MOSCOW, October 2. /TASS/. Grounds for Russia's adherence to a unilateral moratorium on deploying intermediate-range and short-range missiles are disappearing given US actions, but thus far Moscow has not made any new decisions in this regard, Russian Deputy Foreign Minister Sergey Ryabkov told reporters.
"We are witnessing practical actions which, in my opinion, will inevitably lead to the appearance both in Europe and in the Asia-Pacific region of such US-made assets that were previously banned by the Intermediate-Range Nuclear Forces Treaty (INF Treaty - TASS). Accordingly, the rationale for maintaining our moratorium is evaporating. But no practical decisions have been made so far," the senior diplomat said in response to a question from TASS about the deployment of US missile systems, banned by the INF Treaty, on the Danish island of Bornholm in the Baltic Sea.

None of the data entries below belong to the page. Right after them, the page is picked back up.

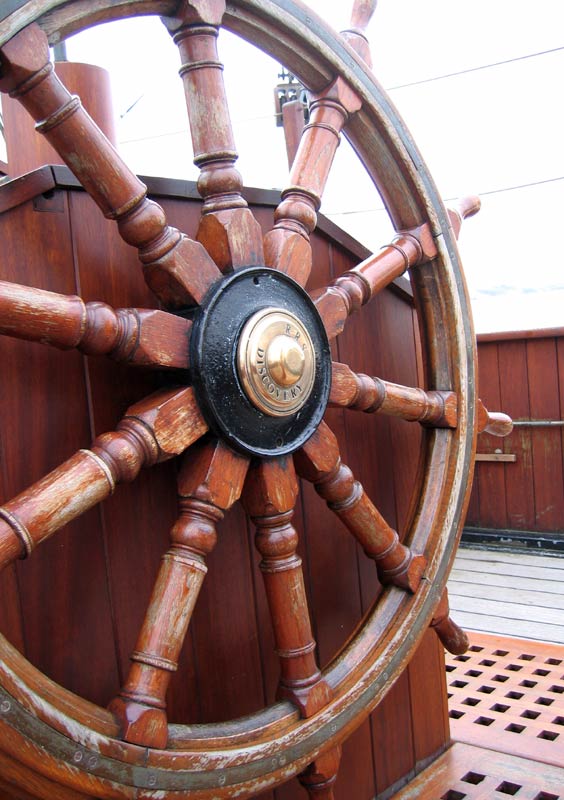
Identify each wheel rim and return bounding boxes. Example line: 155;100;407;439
0;1;477;796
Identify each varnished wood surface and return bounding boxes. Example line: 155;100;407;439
1;61;117;177
448;547;564;643
467;332;564;534
446;631;564;769
0;173;450;798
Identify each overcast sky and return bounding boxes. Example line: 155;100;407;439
7;0;563;334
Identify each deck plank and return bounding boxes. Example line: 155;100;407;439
447;608;564;643
449;594;563;626
449;580;564;609
457;548;564;570
448;547;564;642
450;567;564;595
451;556;564;584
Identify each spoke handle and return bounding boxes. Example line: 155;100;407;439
315;233;423;340
0;24;222;307
0;389;206;570
243;459;331;717
296;423;426;592
109;518;217;749
110;441;248;748
0;279;130;355
0;280;192;368
430;589;469;655
0;445;128;568
478;400;513;437
330;362;458;428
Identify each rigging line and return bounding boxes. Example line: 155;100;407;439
386;45;564;91
325;175;564;216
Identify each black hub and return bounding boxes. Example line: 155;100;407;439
190;267;331;457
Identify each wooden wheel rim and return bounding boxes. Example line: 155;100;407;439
0;1;477;796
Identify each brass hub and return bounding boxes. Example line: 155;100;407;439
237;308;316;416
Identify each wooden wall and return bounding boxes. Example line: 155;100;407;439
467;329;564;535
0;168;449;799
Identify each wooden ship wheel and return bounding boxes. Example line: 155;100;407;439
0;1;512;797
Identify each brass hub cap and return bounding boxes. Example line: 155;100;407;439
237;308;316;416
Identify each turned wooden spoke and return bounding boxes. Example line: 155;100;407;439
299;746;342;800
0;24;221;307
0;388;207;570
109;440;249;748
315;231;426;340
430;588;469;655
315;195;481;340
0;279;191;368
447;195;482;239
264;74;360;285
330;362;457;428
263;3;381;289
242;458;331;718
341;0;377;66
295;422;426;592
164;2;263;271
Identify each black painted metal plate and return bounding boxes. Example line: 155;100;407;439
190;267;331;457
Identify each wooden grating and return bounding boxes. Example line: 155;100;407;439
391;741;564;799
446;632;564;767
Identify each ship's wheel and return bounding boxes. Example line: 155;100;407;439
0;1;511;797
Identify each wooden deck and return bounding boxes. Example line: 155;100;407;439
391;548;564;798
392;632;564;799
448;547;564;644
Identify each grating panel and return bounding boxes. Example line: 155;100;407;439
446;633;564;767
391;742;564;799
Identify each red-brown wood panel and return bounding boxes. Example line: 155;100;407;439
66;190;185;714
0;191;119;705
467;333;564;535
559;338;564;520
498;340;535;530
371;289;423;537
372;670;415;794
475;342;508;529
407;629;450;770
465;476;480;527
334;244;441;794
527;338;564;531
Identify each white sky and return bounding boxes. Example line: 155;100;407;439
13;0;564;333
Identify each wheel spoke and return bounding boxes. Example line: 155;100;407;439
164;5;264;271
262;7;382;286
0;279;191;368
294;422;426;592
315;195;482;340
0;24;221;307
242;457;331;717
314;232;425;340
299;746;342;800
330;362;457;428
430;588;469;655
109;439;249;748
0;388;207;570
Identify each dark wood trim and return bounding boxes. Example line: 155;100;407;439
0;165;56;214
462;527;564;554
478;327;564;343
1;164;413;300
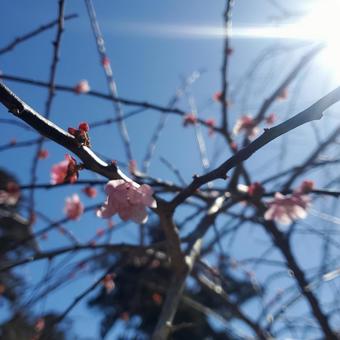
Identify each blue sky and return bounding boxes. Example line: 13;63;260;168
1;0;340;338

The diplomat recalled that the unilateral moratorium was announced by Russian President Vladimir Putin. "It was not met with an appropriate response from the US and its Western satellites," the senior diplomat said on the sidelines of the Russia-Latin America Parliamentary Conference.
Earlier, Russian Foreign Ministry Spokeswoman Maria Zakharova said that the US has begun practice drills for transferring to Europe missile systems previously banned under the INF Treaty.

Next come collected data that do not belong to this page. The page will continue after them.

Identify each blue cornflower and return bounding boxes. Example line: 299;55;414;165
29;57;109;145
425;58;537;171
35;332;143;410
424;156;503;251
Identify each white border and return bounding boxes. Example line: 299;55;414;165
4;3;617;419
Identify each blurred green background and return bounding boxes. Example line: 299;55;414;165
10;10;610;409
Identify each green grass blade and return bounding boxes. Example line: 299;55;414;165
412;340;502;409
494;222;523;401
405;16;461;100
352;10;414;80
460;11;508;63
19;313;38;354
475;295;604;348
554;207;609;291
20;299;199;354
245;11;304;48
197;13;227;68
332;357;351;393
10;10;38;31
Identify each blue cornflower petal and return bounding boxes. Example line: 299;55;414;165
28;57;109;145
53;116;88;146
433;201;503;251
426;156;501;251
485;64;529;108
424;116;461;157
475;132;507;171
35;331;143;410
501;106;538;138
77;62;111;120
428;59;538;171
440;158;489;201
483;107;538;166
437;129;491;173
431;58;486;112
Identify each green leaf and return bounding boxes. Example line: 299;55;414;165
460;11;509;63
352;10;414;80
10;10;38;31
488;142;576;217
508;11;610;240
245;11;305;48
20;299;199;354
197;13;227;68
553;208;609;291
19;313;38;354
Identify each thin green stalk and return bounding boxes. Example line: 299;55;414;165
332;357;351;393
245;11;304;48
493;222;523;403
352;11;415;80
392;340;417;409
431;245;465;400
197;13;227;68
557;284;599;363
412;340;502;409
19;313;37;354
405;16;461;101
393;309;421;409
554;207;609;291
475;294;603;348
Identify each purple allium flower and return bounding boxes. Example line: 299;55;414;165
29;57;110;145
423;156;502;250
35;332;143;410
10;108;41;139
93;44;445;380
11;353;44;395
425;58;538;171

The US suspended its obligations under the Treaty on February 2, 2019, based on Russia's alleged violation of the agreement. Washington first made the announcement in July 2014. According to the US administration, Russia violated the treaty by building the Novator 9M729 missile. Moscow refuted these accusations and presented a number of counterclaims, for example, concerning elements of the US missile defense system in Europe.
In September 2019, it was reported that Putin sent a proposal to the leaders of several countries, including NATO members, to impose a moratorium on the deployment of the INF Treaty in Europe and elsewhere. The US subsequently effectively rejected the initiative.